La Universidad Autónoma Metropolitana (UAM) y el Colegio Nacional de Educación Profesional Técnica (Conalep) pondrán en marcha un proyecto para transformar los huertos escolares de diez planteles de la Ciudad de México en laboratorios vivos, mediante la instalación de sistemas de captación de agua de lluvia que permitan a estudiantes aprender sobre ciencia, sustentabilidad y manejo responsable del recurso hídrico.
La iniciativa busca acercar soluciones frente a la crisis hídrica a través del aprendizaje práctico y beneficiará de manera directa a alrededor de 4 mil 200 personas y, de forma indirecta, a más de 8 mil durante un periodo de 18 meses.
Durante la presentación del proyecto en el Conalep Plantel Iztapalapa V, Mario de Leo Winkler, director de Comunicación del Conocimiento de la UAM, señaló que la propuesta busca vincular el conocimiento científico con la vida cotidiana.
“Un huerto es un laboratorio vivo”, afirmó el académico al explicar que estos espacios permiten a las y los estudiantes producir alimentos mientras conocen procesos relacionados con la biología, la sustentabilidad, el aprovechamiento del agua de lluvia y el cuidado del medio ambiente.
Explicó que el proyecto también promueve el aprendizaje interdisciplinario mediante actividades como el cultivo de alimentos, el compostaje y el trabajo colaborativo, con el propósito de fortalecer la conciencia ambiental entre las juventudes.
Rebeca Aguilera Trejo, asesora de la iniciativa en el plantel, destacó que los sistemas de captación pluvial permitirán mantener los huertos con un uso más eficiente del agua, reduciendo la dependencia del suministro de la red pública, un aspecto relevante en zonas donde el abasto suele ser limitado.
Añadió que la participación de los estudiantes en el mantenimiento de los filtros y de la infraestructura contribuirá a fomentar una cultura de cuidado y aprovechamiento responsable del agua.
Además de funcionar como espacios de aprendizaje, los huertos producen alimentos que benefician tanto a quienes participan en su mantenimiento como a habitantes de la comunidad que reciben parte de las cosechas durante jornadas de apoyo organizadas por el plantel.

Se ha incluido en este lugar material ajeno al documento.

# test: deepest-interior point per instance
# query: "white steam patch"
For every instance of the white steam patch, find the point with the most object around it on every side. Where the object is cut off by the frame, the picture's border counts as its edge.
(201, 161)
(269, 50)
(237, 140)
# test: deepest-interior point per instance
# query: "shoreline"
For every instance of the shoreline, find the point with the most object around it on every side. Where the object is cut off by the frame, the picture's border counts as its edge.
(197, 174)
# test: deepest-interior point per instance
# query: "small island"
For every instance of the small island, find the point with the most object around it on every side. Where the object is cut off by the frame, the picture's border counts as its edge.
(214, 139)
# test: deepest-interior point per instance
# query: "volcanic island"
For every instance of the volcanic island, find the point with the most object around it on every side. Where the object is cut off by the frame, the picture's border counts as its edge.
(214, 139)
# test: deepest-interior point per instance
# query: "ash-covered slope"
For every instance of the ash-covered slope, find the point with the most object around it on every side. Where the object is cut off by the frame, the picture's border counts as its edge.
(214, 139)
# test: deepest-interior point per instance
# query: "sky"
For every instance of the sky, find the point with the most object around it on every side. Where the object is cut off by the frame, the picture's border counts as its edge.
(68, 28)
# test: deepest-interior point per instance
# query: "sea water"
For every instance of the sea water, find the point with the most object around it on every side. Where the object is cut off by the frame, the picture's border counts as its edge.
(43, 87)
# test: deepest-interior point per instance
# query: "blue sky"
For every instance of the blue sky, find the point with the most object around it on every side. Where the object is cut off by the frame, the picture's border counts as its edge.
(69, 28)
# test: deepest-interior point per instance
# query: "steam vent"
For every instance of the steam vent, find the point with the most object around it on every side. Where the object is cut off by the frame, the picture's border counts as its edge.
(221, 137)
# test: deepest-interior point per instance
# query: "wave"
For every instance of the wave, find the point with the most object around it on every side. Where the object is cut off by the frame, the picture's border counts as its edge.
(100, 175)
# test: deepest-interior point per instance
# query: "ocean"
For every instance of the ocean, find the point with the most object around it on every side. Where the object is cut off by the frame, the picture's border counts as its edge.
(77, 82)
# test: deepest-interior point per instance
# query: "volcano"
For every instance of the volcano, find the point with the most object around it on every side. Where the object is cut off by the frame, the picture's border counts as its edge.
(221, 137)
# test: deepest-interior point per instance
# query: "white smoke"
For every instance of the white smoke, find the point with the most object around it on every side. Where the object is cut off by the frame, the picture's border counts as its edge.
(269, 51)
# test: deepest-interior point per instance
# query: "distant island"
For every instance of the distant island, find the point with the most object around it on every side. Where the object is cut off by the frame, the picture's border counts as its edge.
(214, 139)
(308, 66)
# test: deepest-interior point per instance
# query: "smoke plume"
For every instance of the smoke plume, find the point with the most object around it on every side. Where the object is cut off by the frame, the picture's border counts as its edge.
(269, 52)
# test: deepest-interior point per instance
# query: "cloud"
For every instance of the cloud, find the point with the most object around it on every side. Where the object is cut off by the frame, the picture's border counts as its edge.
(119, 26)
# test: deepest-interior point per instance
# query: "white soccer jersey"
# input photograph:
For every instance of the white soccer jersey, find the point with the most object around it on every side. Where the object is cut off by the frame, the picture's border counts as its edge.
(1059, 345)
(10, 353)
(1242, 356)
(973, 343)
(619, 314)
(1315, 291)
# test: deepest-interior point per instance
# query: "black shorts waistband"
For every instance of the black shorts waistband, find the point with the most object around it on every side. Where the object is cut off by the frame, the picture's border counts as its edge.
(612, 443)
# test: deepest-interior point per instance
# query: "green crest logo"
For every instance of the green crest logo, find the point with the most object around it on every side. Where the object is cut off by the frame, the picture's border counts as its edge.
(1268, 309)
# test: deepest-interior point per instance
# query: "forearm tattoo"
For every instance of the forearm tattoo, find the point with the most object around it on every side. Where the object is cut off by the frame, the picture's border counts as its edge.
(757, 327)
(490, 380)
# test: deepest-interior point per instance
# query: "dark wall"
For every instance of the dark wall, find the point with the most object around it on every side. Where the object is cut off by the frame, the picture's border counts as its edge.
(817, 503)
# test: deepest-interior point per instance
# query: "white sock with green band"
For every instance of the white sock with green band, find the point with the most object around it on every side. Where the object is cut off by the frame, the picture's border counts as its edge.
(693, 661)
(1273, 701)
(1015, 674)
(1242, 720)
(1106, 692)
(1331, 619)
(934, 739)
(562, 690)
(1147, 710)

Naomi Montserrat Vázquez Melchor, estudiante de Informática e integrante del proyecto, recordó que hace tres años el terreno donde hoy se ubica el huerto era un espacio seco y que las primeras generaciones debían transportar cubetas con agua para mantener vivas las plantas.
Actualmente, gracias al trabajo conjunto entre estudiantes, docentes y la UAM, el espacio cuenta con infraestructura para aprovechar el agua de lluvia y fortalecer las actividades del huerto escolar.